🤖 AI Summary
Current unified multimodal large language models (MLLMs) face two key bottlenecks in text-to-image generation: (1) purely textual chain-of-thought (CoT) reasoning suffers from coarse granularity and struggles with rare attribute compositions; (2) end-to-end generation lacks controllable, interpretable reasoning. To address these, we propose DraCo, the first framework to employ low-resolution visual sketches as *draft-as-CoT*—a concrete, semantic-driven chain of visual reasoning and iterative refinement. Our method integrates sketch preview generation, semantic alignment self-checking, and selective super-resolution repair, augmented by a novel DraCo-CFG guidance strategy for interleaved reasoning training. Evaluated on GenEval, Imagine-Bench, and GenEval++, DraCo significantly outperforms both direct generation and existing CoT-based approaches—achieving improvements of 8%, 0.91 points, and 3%, respectively—demonstrating the efficacy of sketch-guided fine-grained control and robust generation of rare concept combinations.
📝 Abstract
Recent unified multimodal large language models (MLLMs) have shown impressive capabilities, incorporating chain-of-thought (CoT) reasoning for enhanced text-to-image generation.

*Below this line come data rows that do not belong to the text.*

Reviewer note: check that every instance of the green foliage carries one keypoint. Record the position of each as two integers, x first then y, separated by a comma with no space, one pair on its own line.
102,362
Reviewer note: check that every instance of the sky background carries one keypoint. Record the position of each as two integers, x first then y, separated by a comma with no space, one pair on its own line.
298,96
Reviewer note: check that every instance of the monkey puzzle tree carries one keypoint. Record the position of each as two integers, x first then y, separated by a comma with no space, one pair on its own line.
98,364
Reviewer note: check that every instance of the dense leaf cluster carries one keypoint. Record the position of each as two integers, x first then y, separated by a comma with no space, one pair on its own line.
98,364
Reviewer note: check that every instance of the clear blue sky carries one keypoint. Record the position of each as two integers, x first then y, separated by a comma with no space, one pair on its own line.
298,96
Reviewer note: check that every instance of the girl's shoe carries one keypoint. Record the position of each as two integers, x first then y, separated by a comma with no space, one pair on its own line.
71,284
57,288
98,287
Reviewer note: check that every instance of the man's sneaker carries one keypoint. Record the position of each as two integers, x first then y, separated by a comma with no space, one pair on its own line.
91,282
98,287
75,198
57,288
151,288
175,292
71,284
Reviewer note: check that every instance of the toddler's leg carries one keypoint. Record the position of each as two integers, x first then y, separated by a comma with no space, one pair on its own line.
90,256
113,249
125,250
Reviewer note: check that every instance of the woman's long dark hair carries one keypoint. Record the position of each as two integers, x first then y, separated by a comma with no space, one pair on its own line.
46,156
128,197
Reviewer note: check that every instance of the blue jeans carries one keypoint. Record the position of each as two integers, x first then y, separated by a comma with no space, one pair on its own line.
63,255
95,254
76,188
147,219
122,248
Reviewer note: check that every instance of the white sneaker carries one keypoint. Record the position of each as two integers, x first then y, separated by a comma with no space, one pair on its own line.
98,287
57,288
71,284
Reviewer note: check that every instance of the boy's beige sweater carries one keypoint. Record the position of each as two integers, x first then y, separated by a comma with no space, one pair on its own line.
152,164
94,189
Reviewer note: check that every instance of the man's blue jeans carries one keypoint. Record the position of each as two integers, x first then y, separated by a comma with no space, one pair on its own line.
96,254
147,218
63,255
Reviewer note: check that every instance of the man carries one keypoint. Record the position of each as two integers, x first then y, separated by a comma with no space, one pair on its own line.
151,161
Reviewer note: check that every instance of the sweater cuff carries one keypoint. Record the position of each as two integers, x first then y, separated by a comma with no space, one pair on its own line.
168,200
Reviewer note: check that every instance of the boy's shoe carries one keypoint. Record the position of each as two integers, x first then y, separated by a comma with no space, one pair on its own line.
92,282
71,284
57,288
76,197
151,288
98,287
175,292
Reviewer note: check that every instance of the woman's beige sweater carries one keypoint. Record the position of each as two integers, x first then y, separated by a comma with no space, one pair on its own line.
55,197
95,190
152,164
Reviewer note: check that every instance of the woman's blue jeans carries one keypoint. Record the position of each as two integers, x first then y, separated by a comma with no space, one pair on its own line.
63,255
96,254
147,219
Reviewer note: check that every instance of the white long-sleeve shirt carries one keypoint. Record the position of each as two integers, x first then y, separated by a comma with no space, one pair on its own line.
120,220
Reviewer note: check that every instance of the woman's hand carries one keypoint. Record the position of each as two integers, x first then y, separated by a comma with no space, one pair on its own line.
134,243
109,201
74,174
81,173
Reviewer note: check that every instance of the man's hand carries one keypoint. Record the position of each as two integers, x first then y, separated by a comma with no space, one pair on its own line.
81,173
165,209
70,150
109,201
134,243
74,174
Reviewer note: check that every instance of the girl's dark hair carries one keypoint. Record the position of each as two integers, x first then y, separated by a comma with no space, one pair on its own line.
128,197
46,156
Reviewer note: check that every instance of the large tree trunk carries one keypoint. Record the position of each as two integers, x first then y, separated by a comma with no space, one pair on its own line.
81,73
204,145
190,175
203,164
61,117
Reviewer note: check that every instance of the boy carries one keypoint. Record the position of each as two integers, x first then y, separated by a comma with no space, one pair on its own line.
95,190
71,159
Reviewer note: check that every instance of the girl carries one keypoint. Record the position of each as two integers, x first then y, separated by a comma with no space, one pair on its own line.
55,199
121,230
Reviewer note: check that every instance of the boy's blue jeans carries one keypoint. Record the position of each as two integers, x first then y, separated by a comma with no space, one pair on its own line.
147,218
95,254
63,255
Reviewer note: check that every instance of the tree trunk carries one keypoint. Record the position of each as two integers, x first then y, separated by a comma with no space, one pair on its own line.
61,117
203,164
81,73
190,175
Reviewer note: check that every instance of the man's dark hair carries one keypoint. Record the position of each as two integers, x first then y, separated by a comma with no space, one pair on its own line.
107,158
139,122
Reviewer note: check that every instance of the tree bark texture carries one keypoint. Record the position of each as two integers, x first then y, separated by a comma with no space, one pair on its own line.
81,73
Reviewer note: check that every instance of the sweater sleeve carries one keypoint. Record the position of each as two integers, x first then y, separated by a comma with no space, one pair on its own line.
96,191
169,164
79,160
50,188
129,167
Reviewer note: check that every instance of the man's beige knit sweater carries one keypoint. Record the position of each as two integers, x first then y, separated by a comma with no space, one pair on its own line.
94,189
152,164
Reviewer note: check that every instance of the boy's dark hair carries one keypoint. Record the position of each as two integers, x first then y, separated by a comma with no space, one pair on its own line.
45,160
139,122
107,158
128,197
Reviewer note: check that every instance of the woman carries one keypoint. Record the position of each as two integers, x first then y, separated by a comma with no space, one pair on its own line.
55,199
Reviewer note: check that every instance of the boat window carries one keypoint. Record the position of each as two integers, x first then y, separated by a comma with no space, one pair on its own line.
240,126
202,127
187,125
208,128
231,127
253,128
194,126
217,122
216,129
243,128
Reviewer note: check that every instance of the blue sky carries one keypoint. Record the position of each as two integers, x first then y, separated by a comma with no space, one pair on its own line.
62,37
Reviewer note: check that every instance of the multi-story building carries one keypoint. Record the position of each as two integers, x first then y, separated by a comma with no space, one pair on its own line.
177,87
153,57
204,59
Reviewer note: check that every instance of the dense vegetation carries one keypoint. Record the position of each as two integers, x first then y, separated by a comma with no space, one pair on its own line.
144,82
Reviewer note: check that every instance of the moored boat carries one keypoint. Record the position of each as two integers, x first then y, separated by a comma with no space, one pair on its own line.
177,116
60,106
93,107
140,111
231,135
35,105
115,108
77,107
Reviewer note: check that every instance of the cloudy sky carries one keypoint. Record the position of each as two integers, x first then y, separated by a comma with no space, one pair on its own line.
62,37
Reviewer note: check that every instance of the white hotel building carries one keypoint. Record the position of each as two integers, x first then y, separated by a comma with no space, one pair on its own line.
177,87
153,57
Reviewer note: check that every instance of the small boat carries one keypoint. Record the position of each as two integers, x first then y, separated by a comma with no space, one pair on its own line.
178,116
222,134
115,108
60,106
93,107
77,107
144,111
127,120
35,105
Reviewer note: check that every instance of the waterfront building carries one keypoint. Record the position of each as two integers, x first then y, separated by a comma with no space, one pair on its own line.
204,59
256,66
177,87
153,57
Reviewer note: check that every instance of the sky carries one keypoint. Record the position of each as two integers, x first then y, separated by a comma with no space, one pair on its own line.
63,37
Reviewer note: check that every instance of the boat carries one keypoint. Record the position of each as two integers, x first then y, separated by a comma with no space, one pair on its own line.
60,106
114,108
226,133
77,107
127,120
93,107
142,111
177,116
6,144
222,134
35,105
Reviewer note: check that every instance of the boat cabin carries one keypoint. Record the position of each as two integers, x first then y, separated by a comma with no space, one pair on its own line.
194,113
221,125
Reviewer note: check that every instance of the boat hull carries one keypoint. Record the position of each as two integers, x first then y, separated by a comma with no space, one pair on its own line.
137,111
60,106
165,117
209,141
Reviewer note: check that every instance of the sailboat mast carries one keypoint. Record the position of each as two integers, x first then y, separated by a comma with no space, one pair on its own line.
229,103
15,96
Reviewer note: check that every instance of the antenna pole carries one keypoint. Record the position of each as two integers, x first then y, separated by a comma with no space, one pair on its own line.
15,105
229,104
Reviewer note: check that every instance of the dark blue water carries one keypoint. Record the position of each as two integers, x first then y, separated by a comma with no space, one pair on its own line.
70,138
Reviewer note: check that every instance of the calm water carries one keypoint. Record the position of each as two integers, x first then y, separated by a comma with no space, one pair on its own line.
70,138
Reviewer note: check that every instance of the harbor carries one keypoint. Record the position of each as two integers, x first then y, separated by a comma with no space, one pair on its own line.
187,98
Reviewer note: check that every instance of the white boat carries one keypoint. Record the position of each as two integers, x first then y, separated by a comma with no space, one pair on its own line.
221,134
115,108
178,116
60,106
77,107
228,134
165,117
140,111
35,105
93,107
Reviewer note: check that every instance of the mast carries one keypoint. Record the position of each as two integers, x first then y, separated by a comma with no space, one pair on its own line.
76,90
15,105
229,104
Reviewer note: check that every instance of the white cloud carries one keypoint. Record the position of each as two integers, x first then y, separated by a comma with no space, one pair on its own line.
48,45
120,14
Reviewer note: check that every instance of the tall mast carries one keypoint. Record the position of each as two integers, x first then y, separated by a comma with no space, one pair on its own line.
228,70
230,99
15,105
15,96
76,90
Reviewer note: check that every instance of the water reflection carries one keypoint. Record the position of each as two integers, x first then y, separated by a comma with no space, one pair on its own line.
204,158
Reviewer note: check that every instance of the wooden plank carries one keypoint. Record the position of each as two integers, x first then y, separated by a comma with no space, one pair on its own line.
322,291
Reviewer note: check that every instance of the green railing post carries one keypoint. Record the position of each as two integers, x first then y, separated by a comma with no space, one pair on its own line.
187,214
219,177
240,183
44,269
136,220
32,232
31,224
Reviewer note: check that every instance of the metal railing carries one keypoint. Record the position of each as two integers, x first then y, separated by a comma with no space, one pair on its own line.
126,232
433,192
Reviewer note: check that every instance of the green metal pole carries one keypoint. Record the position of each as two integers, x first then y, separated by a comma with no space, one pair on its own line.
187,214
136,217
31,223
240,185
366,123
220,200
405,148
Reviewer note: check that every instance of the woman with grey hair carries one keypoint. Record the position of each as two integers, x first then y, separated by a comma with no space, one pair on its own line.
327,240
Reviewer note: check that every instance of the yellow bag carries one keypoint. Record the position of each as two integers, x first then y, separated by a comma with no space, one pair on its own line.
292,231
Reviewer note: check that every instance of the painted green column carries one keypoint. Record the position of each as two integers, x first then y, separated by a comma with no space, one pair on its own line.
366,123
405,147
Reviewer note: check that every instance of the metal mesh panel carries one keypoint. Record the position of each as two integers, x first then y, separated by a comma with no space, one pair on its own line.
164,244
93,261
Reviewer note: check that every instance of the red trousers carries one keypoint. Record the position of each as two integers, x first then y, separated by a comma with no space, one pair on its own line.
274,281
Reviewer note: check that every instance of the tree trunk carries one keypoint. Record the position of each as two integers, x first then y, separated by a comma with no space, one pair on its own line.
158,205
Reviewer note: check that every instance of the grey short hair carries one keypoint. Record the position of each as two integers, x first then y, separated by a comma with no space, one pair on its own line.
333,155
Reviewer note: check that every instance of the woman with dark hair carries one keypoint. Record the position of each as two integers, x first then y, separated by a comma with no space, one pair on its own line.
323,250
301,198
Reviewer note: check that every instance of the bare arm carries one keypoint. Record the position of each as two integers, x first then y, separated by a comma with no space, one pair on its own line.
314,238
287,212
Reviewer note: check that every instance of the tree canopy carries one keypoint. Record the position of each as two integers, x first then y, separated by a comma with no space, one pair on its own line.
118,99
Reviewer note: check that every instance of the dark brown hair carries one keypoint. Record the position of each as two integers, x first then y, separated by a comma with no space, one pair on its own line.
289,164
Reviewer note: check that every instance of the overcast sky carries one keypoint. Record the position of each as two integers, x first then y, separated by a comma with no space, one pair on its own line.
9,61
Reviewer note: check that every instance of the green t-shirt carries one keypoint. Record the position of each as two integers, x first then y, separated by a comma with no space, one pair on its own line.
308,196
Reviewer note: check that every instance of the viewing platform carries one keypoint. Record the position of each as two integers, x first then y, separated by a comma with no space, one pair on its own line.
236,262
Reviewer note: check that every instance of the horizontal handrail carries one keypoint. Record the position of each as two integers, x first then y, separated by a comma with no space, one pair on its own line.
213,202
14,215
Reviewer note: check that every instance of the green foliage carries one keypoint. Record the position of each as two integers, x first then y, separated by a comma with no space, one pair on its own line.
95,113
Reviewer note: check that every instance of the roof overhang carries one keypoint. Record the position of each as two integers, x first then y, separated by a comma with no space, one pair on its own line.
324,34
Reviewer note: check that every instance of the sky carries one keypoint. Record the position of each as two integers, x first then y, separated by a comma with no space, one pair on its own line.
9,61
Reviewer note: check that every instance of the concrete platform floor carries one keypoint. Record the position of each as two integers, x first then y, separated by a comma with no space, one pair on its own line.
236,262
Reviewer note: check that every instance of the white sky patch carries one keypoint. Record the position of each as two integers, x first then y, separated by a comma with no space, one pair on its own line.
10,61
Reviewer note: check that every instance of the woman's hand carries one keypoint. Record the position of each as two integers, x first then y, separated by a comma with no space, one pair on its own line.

However, existing approaches remain limited, either treating the model merely as a standalone generator or relying on abstract textual planning. To this end, we propose Draft-as-CoT (DraCo), a novel interleaved reasoning paradigm that fully leverages both textual and visual contents in CoT for better planning and verification. Our method first generates a low-resolution draft image as preview, providing more concrete and structural visual planning and guidance. Then, we employ the model's inherent understanding capability to verify potential semantic misalignments between the draft and input prompt, and performs refinement through selective corrections with super-resolution. In this way, our approach addresses two fundamental challenges: the coarse-grained nature of textual planning and the difficulty in generating rare attribute combinations. To support training, we curate DraCo-240K, aiming to enhance three atomic capabilities spanning general correction, instance manipulation, and layout reorganization. Supported by DraCo-CFG, a specialized classifier-free guidance (CFG) strategy for interleaved reasoning, DraCo achieves a tremendous increase on GenEval (+8%), Imagine-Bench (+0.91), and GenEval++ (+3%), significantly outperforming direct generation and other generation methods empowered by CoT.